Tag Archive for: CEO Elon Musk

Liberal Pollster Warns Lefty Activist Group to Focus on Hill GOP and Gov’t Corruption, Not Trump and Musk

Liberal activists should focus their attacks on congressional Republicans and perceptions of widespread corruption in government instead of the policies and actions of President Donald Trump and billionaire entrepreneur Elon Musk, according to a Democratic political research firm.

The firm analyzed responses from participants in four focus groups consisting of swing voters and those who are not strongly committed to either of the major political parties. The analysis suggests the intense focus of Democrats in Congress and the mainstream media on Trump and Musk is at least somewhat out of step with the most important group of voters, especially in midterm elections.

“For these swing participants, their views on Trump and Elon are complicated and still forming. Trump retains some inoculation on corruption issues. His longstanding ‘drain the swamp’ rhetoric combined with the way he’s messaging DOGE through the framework of ridding waste and corruption gives him some credibility,” Impact Research (IR) said in a memo first made public by a liberal activist group, End Citizens United.

End Citizens United frequently commissions IR for political polling and data analysis. The firm boasts on its website that “we’ve flipped more Republican-held congressional seats over the past ten years than any other polling firm in the country.”

“Likewise, while participants had real concerns about Elon’s role, they were ill-formed, and they saw some positives from his cuts. They are not positive towards either person, but candidates should note that only utilizing corruption framing against Trump and Musk will present some barriers,” the IR memo continued.

Instead of the chief executive and the man leading the Department of Government Efficiency (DOGE) in the deepest-ever government-wide anti-corruption investigation, liberal activists should, according to IR, aim their energies at Capitol Hill Republicans, who have a razor-thin House majority and only a modest edge in the Senate.

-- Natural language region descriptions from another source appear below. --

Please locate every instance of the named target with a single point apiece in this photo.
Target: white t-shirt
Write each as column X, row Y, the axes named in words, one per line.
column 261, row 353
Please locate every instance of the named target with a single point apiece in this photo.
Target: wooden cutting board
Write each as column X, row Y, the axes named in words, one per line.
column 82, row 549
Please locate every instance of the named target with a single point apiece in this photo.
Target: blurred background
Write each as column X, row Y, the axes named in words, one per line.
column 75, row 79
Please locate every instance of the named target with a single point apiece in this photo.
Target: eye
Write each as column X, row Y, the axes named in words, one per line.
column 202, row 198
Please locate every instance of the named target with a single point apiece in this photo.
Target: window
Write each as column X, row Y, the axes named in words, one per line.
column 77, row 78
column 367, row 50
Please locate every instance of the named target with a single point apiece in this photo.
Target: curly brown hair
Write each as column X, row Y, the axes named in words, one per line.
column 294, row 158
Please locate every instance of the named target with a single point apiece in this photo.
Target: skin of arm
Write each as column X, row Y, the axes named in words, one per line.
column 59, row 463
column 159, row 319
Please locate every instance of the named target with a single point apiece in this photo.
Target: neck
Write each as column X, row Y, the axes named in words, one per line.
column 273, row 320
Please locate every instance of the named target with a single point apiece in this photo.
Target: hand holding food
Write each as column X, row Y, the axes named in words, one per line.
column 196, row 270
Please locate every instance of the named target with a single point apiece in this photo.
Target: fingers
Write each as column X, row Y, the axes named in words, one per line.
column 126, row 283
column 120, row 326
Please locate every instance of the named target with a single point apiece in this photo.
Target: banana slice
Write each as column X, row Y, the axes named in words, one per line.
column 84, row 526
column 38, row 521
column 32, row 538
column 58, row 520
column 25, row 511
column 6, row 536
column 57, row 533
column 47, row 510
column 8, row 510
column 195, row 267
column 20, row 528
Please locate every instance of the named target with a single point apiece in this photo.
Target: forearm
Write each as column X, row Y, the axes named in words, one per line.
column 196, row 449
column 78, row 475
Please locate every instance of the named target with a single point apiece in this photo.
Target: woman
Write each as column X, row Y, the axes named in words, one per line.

“However, members of Congress are ripe targets for corruption messaging — voters view all (nameless) politicians as corrupt, focused on self-enrichment and gaining power. They attach a lot of the problems facing the country to these ills, and while they are not necessarily able to articulate specific examples of corruption, they are certain that corruption is rampant in Washington,” the memo said.

Significantly, the IR analysis says voters view Democrats and Republicans on equal terms on the corruption issue, even though traditionally GOPers devote much more time and political capital to condemning waste, fraud, and abuse than do Democrats, who in the past, while ignoring such concerns, have put far more emphasis on the alleged benefits of big federal spending programs.

“Participants view Washington’s culture as the corrupting influence — it is a disease that infects both parties equally. Even as Republicans have taken control of Washington, participants are no more likely to fault them for it than Democrats who they see as weak, ineffective, and self-interested,” the IR analysis stated.

In addition, the IR analysis pointed to the increasing irrelevance of critiques of Trump and Musk as threats to democracy.

“In past cycles, ‘threats to democracy’ was a motivator for the base and persuasive to swing voters. While all participants agreed that our democracy is under threat, there was much less clarity about what that means than in the past. Participants struggled to define what a threat to democracy is,” the analysis explained.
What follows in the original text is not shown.